4 ways to make the most of AOA membership

4 ways to make the most of AOA membership

Excerpted from page 16 of the June 2015 edition of AOA Focus

Your AOA membership can help you grow in your career, network with other professionals and keep you informed about important advocacy and practice management developments. There are plenty of resources available at your fingertips. In an excerpt from an interview with AOA Focus, three AOA members offer ways to explore and take advantage of this valuable membership.

  1. Utilize members-only resources.
    "Valuable information is readily accessible to members in a variety of sources, including at aoa.org, in AOA Focus and First Look emails," says Curtis Ono, O.D., who chairs the AOA's Affiliate Partner Membership Committee and Affiliate Relations and Membership Executive Committee. Keeping up with AOA communications is one of the best ways to make the most of AOA membership, agrees Glenda Brown, O.D., a member of the Affiliate Partner Membership Committee. "In these communications, we can learn about ICD-10 implementation, AOA's advocacy efforts, new technology, best practices, clinical content, or even read bios on other practitioners," Dr. Brown says.

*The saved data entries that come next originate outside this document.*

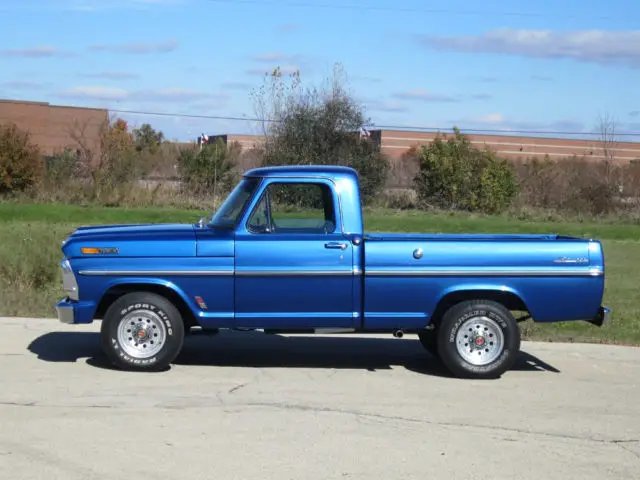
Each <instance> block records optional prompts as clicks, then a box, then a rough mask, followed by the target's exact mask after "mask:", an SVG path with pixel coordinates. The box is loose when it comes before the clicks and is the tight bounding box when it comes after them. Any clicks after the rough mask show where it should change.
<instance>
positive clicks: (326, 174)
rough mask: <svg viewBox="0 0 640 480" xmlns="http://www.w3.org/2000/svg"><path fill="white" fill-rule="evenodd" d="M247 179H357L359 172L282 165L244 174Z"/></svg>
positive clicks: (334, 166) (350, 169) (259, 169)
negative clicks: (280, 165)
mask: <svg viewBox="0 0 640 480" xmlns="http://www.w3.org/2000/svg"><path fill="white" fill-rule="evenodd" d="M244 176H245V177H283V176H296V177H330V178H344V177H350V178H355V179H357V177H358V172H357V171H356V170H355V169H353V168H351V167H346V166H343V165H282V166H274V167H260V168H253V169H251V170H249V171H247V172H246V173H245V174H244Z"/></svg>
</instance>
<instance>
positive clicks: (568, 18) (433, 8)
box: [208, 0, 620, 20]
mask: <svg viewBox="0 0 640 480" xmlns="http://www.w3.org/2000/svg"><path fill="white" fill-rule="evenodd" d="M208 1H209V2H211V3H225V4H231V5H259V6H269V7H284V8H319V9H331V10H358V11H361V12H362V11H369V12H373V11H378V12H402V13H427V14H430V15H459V16H462V15H467V16H492V17H496V16H502V17H520V18H550V17H554V18H555V17H557V15H556V14H550V13H542V12H500V11H487V10H458V9H450V8H425V7H402V6H389V7H384V6H376V5H366V4H365V5H354V4H331V3H323V2H276V1H273V0H208ZM563 18H565V19H579V18H585V19H586V18H589V19H594V20H616V19H619V18H620V16H611V15H575V14H574V15H563Z"/></svg>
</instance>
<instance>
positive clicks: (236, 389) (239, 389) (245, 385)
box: [227, 382, 250, 394]
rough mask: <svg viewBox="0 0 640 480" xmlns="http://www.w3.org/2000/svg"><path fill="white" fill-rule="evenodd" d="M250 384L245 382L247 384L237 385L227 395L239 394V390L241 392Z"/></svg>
mask: <svg viewBox="0 0 640 480" xmlns="http://www.w3.org/2000/svg"><path fill="white" fill-rule="evenodd" d="M249 383H250V382H245V383H241V384H240V385H236V386H235V387H233V388H231V389H229V391H228V392H227V393H229V394H232V393H235V392H237V391H238V390H240V389H241V388H244V387H246V386H247V385H249Z"/></svg>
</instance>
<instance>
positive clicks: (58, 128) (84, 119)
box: [0, 100, 109, 155]
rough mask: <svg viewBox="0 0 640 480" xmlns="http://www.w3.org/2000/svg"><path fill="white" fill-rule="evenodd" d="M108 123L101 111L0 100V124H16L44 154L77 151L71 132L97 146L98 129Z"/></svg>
mask: <svg viewBox="0 0 640 480" xmlns="http://www.w3.org/2000/svg"><path fill="white" fill-rule="evenodd" d="M108 120H109V114H108V111H107V110H104V109H94V108H77V107H66V106H57V105H50V104H48V103H45V102H25V101H17V100H0V124H10V123H15V124H16V125H17V127H18V128H20V129H22V130H26V131H28V132H29V133H30V134H31V138H32V141H33V142H34V143H36V144H37V145H38V146H39V147H40V149H41V151H42V153H43V154H45V155H53V154H55V153H59V152H61V151H63V150H64V149H65V148H72V149H75V148H77V142H76V140H74V134H73V132H76V134H82V137H83V139H84V141H86V142H88V143H89V145H91V146H92V147H96V146H97V144H98V141H99V132H100V128H101V127H102V126H103V125H104V124H105V122H107V121H108Z"/></svg>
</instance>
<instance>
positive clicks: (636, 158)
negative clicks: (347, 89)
mask: <svg viewBox="0 0 640 480" xmlns="http://www.w3.org/2000/svg"><path fill="white" fill-rule="evenodd" d="M369 133H370V135H371V138H372V139H373V140H374V141H375V142H376V143H377V144H378V145H379V146H380V148H381V150H382V151H383V152H385V153H386V154H388V155H389V156H390V157H391V159H393V160H398V159H400V158H401V157H402V154H403V153H405V152H406V151H407V150H409V149H410V148H411V147H417V146H419V145H426V144H428V143H430V142H432V141H433V139H434V138H435V137H436V136H437V133H435V132H416V131H410V130H371V131H370V132H369ZM449 135H451V133H450V132H449ZM466 136H467V137H468V138H469V140H470V141H471V143H472V144H473V145H474V146H476V147H478V148H485V147H486V148H489V149H491V150H493V151H494V152H496V153H497V154H498V155H500V156H501V157H503V158H508V159H510V160H521V159H525V158H528V157H544V155H549V157H550V158H551V159H558V158H562V157H570V156H573V155H576V156H578V157H585V158H592V159H594V160H598V159H602V158H603V155H604V150H603V142H602V141H601V140H600V139H599V138H598V137H597V136H594V138H593V139H591V140H581V139H569V138H549V137H525V136H514V135H484V134H483V135H477V134H466ZM217 138H221V139H222V140H223V141H224V142H225V143H232V142H237V143H239V144H240V146H241V147H242V148H243V150H247V149H251V148H252V147H254V146H258V145H260V142H261V139H262V137H261V136H259V135H229V134H224V135H210V136H209V139H210V140H209V141H215V140H216V139H217ZM608 148H609V149H610V152H611V153H612V154H613V155H614V156H615V160H616V161H618V162H621V163H629V162H631V161H634V160H640V143H639V142H621V141H617V140H616V141H615V142H609V147H608Z"/></svg>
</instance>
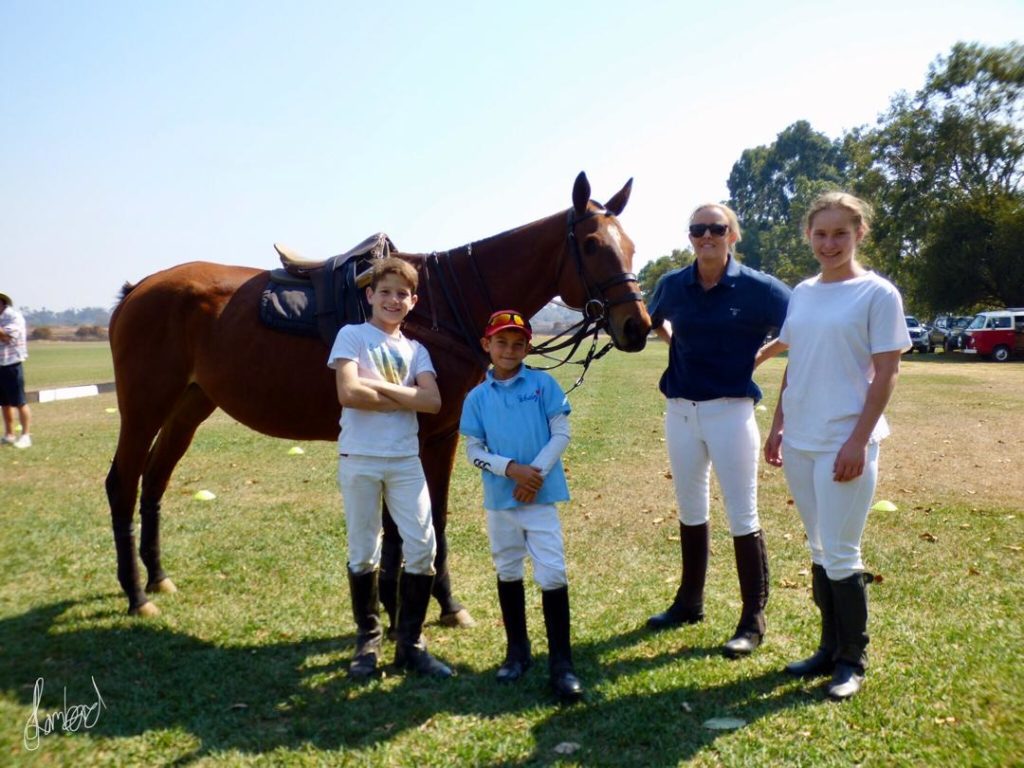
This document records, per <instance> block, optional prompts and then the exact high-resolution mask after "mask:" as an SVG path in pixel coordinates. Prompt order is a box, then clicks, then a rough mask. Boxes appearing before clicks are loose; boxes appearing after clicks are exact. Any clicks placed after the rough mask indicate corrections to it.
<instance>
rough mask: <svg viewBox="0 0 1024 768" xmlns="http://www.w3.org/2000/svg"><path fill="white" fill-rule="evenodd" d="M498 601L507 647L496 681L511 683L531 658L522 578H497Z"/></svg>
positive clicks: (518, 675) (525, 602)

  2. Connect with your fellow AOA members.
    Make an effort to connect with colleagues through AOA's Facebook and Twitter sites, at Optometry's Meeting®, the Congressional Advocacy Conference, and by joining the Contact Lens & Cornea, Sports Vision, and Vision Rehabilitation specialty sections, Dr. Ono says. "You will not only share information, but also make lifelong friends from around the country."

  3. Take advantage of optometry's community.
    Invest in AOA and affiliate meetings outside of your state as well as your state meeting, advises Jacquie Bowen, O.D., a member of the Affiliate Partner Membership Committee. "Sometimes you may need help from a colleague in another region, in a state where the laws are different, or from an optometrist who is not in competition with you. Our profession is very collegial compared with others, and you should reap the benefits of being in a larger community of people who have gone through what you are experiencing," Dr. Bowen says.

  4. Volunteer, volunteer, volunteer.
    To make a difference in the profession and in your community, volunteer to be on committees at the local, regional and national levels, Dr. Ono says. You can also serve as a provider in AOA public health programs such as InfantSEE® and VISION USA. "Personally, I have greatly enjoyed giving back to our wonderful profession and being involved on a deeper level by serving on an AOA committee or task force, and getting involved with advocacy. Through these avenues I feel like I am making an impact on the future of optometry," Dr. Brown says.